Hey everyone. I just need to vent and share my experience migrating from Google Antigravity to Anthropic’s Claude ecosystem, because the transition has been incredibly rough.
For context, I was using Antigravity inside my IDE and it was honestly a dream. The visual integration was top-notch: I could drag and drop screenshots of UI bugs directly into the chat, and it had a built-in headless browser/debugger to troubleshoot frontend issues (like reading console errors on my portal).
Unfortunately, Antigravity’s service turned into an absolute joke. Out of nowhere, they throttled my quota renewal time from 5 hours to a ridiculous 12 hours. The worst part? I am on their $250 ULTRA tier. I technically still have 15,000 credits left, but with this new system, I am burning through them at an incredible speed just trying to get things to work! Because of this horrible treatment, I decided to jump ship, pay for a Claude subscription, and use Sonnet 3.5/3.7, which everyone praises for coding.
The model itself might be smart, but the UX and tooling have been a nightmare:
1. The “Blind” CLI Experience: I quickly realized the official Claude Code tool is strictly a CLI agent.
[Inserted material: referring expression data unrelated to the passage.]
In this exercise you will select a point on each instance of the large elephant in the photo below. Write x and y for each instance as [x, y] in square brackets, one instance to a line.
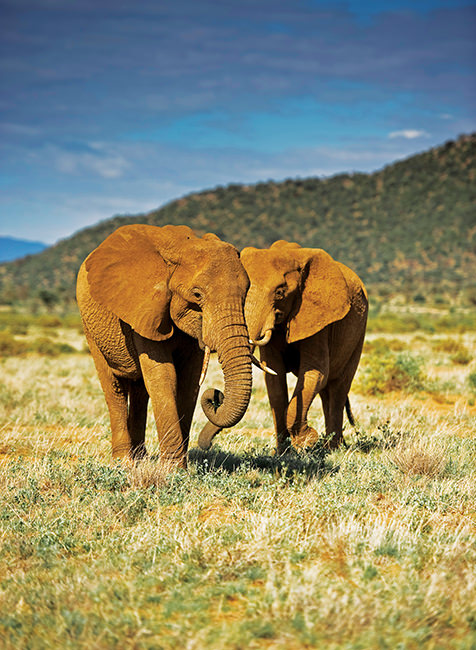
[308, 315]
[154, 302]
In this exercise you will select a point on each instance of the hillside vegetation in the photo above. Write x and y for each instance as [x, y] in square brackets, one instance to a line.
[409, 229]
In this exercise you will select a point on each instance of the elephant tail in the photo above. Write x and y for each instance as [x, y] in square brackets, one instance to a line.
[348, 410]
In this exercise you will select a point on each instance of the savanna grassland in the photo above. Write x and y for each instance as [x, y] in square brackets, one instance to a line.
[372, 546]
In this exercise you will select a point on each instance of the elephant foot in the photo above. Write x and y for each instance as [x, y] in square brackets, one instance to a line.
[333, 441]
[306, 438]
[207, 434]
[283, 445]
[139, 452]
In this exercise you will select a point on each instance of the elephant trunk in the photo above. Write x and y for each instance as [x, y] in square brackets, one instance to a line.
[224, 410]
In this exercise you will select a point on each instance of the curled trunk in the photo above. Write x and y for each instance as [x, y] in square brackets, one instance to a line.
[226, 409]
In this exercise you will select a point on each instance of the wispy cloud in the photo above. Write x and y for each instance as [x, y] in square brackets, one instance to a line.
[97, 161]
[409, 134]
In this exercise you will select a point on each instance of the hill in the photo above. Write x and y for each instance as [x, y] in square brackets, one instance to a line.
[408, 229]
[12, 248]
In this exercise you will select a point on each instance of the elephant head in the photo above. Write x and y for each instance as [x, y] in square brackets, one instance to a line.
[158, 280]
[303, 289]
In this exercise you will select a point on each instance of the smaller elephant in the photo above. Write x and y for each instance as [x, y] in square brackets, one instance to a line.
[307, 313]
[154, 302]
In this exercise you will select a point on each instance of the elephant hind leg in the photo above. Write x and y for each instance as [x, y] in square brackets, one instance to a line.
[137, 417]
[333, 399]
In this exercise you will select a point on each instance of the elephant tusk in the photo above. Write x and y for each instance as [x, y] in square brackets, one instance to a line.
[262, 365]
[206, 360]
[264, 341]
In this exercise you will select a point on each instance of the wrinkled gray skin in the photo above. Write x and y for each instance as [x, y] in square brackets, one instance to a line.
[151, 299]
[308, 314]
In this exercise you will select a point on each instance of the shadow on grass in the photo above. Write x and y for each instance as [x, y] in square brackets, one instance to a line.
[311, 464]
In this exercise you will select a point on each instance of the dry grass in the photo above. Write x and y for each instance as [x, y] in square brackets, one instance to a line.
[372, 547]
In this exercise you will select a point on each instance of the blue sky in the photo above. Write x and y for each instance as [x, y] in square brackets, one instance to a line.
[118, 106]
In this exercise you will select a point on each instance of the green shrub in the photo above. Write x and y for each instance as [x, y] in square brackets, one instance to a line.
[49, 348]
[472, 381]
[49, 320]
[384, 372]
[10, 347]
Coming from a fully integrated GUI, this is a massive step backwards. I couldn’t paste images of UI glitches, and if I wanted the agent to test a login flow, it just blindly fired curl commands into my API instead of actually interacting with the DOM.
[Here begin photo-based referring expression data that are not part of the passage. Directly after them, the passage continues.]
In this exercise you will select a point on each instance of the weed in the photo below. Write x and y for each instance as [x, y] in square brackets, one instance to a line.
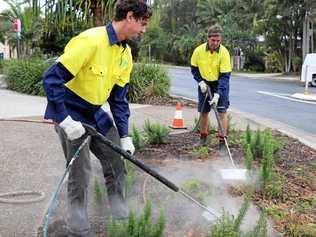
[224, 227]
[260, 229]
[138, 227]
[196, 127]
[228, 226]
[191, 185]
[267, 164]
[131, 176]
[137, 137]
[242, 212]
[155, 133]
[98, 191]
[201, 151]
[248, 157]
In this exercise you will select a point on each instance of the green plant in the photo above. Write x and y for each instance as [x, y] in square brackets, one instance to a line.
[98, 191]
[148, 80]
[248, 135]
[200, 151]
[24, 75]
[130, 176]
[155, 133]
[138, 227]
[242, 212]
[191, 185]
[273, 187]
[267, 164]
[137, 137]
[261, 227]
[248, 157]
[196, 127]
[224, 227]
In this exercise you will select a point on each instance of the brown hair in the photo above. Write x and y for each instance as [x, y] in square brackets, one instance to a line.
[214, 30]
[139, 8]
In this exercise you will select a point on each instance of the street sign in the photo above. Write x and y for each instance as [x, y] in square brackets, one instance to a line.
[17, 25]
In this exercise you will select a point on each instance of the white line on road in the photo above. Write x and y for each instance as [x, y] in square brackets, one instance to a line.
[285, 96]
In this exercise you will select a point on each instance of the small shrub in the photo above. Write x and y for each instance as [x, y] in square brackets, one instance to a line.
[248, 157]
[196, 127]
[138, 227]
[98, 191]
[148, 80]
[242, 213]
[267, 164]
[191, 186]
[273, 188]
[130, 176]
[228, 226]
[201, 151]
[24, 75]
[155, 133]
[260, 229]
[224, 227]
[137, 137]
[258, 142]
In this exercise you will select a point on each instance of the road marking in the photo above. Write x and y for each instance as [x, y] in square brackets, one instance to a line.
[286, 97]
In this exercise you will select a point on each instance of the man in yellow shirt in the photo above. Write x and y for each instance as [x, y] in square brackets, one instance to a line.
[210, 67]
[95, 68]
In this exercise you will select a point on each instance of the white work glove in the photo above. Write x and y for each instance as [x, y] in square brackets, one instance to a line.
[127, 145]
[214, 100]
[203, 86]
[72, 128]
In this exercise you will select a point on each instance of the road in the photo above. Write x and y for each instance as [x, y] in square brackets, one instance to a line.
[264, 97]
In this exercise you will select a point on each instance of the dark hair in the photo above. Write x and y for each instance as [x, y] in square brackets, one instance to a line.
[214, 30]
[139, 8]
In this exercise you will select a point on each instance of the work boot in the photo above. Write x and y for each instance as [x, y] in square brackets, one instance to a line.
[203, 141]
[221, 144]
[119, 209]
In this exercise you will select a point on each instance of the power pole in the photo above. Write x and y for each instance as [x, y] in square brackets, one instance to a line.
[308, 41]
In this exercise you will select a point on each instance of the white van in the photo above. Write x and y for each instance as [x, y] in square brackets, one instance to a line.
[309, 69]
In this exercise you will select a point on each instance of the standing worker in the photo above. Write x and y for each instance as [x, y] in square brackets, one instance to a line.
[210, 67]
[95, 68]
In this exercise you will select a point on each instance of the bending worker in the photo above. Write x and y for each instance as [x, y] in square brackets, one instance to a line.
[210, 67]
[95, 68]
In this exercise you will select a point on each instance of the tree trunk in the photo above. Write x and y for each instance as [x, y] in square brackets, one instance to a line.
[97, 13]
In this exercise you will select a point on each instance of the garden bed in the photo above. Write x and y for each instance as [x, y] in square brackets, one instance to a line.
[292, 208]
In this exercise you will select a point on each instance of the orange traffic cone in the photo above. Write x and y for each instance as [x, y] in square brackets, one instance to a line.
[178, 122]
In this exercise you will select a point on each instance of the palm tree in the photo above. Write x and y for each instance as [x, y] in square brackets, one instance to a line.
[30, 26]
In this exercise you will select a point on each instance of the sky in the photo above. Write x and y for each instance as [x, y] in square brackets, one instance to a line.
[3, 5]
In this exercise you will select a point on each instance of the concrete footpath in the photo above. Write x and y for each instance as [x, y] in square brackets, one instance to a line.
[32, 159]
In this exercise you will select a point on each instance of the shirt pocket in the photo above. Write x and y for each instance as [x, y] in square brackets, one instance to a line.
[98, 71]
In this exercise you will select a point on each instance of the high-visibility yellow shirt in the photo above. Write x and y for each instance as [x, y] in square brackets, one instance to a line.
[211, 64]
[99, 65]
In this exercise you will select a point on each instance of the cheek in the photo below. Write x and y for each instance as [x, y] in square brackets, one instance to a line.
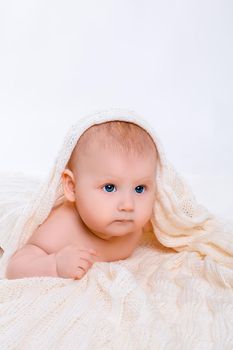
[91, 207]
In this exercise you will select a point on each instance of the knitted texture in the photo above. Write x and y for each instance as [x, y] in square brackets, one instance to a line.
[176, 295]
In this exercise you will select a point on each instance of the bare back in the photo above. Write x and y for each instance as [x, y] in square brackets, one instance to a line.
[64, 227]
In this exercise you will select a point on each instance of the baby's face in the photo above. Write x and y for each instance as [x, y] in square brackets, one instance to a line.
[111, 188]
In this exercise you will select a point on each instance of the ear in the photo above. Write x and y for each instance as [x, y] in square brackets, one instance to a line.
[68, 183]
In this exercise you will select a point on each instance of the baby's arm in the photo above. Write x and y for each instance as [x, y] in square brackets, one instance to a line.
[50, 251]
[30, 261]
2. Silent Failures with Wrappers: Trying to get a GUI back, I installed a third-party VS Code extension. It just hung indefinitely on “Claude is working…” without throwing UI errors. I had to dig into the Extension Host logs just to find out it was silently failing or hitting 503 MODEL_CAPACITY_EXHAUSTED errors behind the scenes.
3. The Final Boss: Bun, AVX, and Proxmox: When I finally got the official CLI running (npm install -g @anthropic-ai/claude-code), it instantly crashed with an Exit code 3. The log output? CPU lacks AVX support... panic: attempt to use null value... Bun has crashed. Since Claude Code runs on Bun instead of Node, it strictly requires AVX instructions. I develop on a Windows VM inside Proxmox, and Proxmox’s default CPU type (kvm64) hides AVX support. I had to shut down my environment, change the VM’s processor type to host, and reboot just to get the CLI to say “Hello”.
4. Escaping the terminal doesn’t bring back the web debugger: I eventually managed to get a GUI back by moving to Cursor/Roo Code. Great, I can paste screenshots again! But the frustration continues: unlike Antigravity, these environments lack a native headless Chrome integration. If I need the agent to test a login state or read a frontend console error, it can’t do it out of the box. You have to jump through hoops manually configuring third-party MCP (Model Context Protocol) servers like Puppeteer just to get basic web debugging back.
Conclusion: Sonnet might be a great model, but if you are used to the seamless, “it just works” visual and web-debugging workflow of tools like Antigravity, be prepared for a very fragmented, DIY experience with Claude.
Has anyone else felt this downgrade in the developer experience when moving away from fully integrated IDE agents?